Background: Historically, M- and T-serotypes have provided a framework for defining ‘strains’ of group A streptococci (GAS). M- and T-type encoding genes are present in all GAS genomes and display the greatest genetic diversity, indicative of strong host immune pressures.
Methods: Unique combinations of emm type and distant core genes were identified among >2,500 whole genome sequences of GAS, from >30 countries over ~100 years. Selected genomes were analyzed for adhesin and backbone pilin gene sequences and phylogenetic clusters were assigned; pilin genotyping will be at www.PubMLST.org. T-typing reference strains from the CDC were also analyzed.

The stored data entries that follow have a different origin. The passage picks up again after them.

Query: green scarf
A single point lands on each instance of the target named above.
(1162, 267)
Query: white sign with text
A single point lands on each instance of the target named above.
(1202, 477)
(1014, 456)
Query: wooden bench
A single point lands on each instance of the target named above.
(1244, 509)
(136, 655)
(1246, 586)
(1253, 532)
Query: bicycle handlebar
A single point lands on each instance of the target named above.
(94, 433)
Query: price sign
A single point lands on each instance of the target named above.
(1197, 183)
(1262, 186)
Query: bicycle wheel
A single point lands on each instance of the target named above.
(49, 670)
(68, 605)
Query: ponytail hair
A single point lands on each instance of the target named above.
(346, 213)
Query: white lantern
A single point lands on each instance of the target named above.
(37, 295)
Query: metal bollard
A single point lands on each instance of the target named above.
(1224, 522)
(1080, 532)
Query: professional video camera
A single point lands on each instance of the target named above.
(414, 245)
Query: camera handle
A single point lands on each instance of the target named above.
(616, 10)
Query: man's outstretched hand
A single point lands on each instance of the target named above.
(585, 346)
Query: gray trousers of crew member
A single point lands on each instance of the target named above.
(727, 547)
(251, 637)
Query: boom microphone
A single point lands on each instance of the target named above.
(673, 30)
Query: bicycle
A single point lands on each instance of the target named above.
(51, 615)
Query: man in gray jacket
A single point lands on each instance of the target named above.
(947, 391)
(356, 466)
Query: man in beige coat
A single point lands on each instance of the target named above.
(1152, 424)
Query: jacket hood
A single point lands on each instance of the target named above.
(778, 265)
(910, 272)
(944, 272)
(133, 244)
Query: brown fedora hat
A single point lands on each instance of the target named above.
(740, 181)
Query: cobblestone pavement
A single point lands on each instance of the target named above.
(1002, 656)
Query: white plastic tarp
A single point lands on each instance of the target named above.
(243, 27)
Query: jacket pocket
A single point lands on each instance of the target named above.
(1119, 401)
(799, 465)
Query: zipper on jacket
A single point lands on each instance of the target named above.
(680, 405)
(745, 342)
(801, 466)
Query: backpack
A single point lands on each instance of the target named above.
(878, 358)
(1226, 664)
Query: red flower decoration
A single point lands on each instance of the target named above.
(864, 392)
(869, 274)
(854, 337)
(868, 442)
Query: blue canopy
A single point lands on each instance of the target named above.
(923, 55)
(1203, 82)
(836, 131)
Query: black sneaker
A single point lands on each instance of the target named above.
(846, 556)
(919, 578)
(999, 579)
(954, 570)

Results: Unique mixtures of emm type (N=183) and pilin adhesin and backbone gene cluster combinations (N=115) yield ~400 distinct GAS ‘strains.' Phylogenetic analysis indicates at least 6 discrete ancestral forms of adhesin and backbone loci pairs within this species. Several emm types (N=14) were recovered in association with 3 or more FCT-region forms. There is extensive recombination between adhesin and pilin genes both within and between the FCT-3 and FCT-4 regions. Most T-typing strains correspond to pilin backbone genes, but there are notable exceptions supporting previous findings that adhesin pilins can contribute to T-type. emm pattern genotypes for throat and skin specialists and generalists exhibit nonrandom associations with FCT-region forms; correlations between adhesin gene clusters and emm pattern support the idea that pilin may contribute to host tissue tropisms.
Conclusions: The history of extensive horizontal gene transfer involving both emm and pilin genes underscores a mechanism for the emergence of new GAS strains and the introduction of antigenic novelty into the human host population.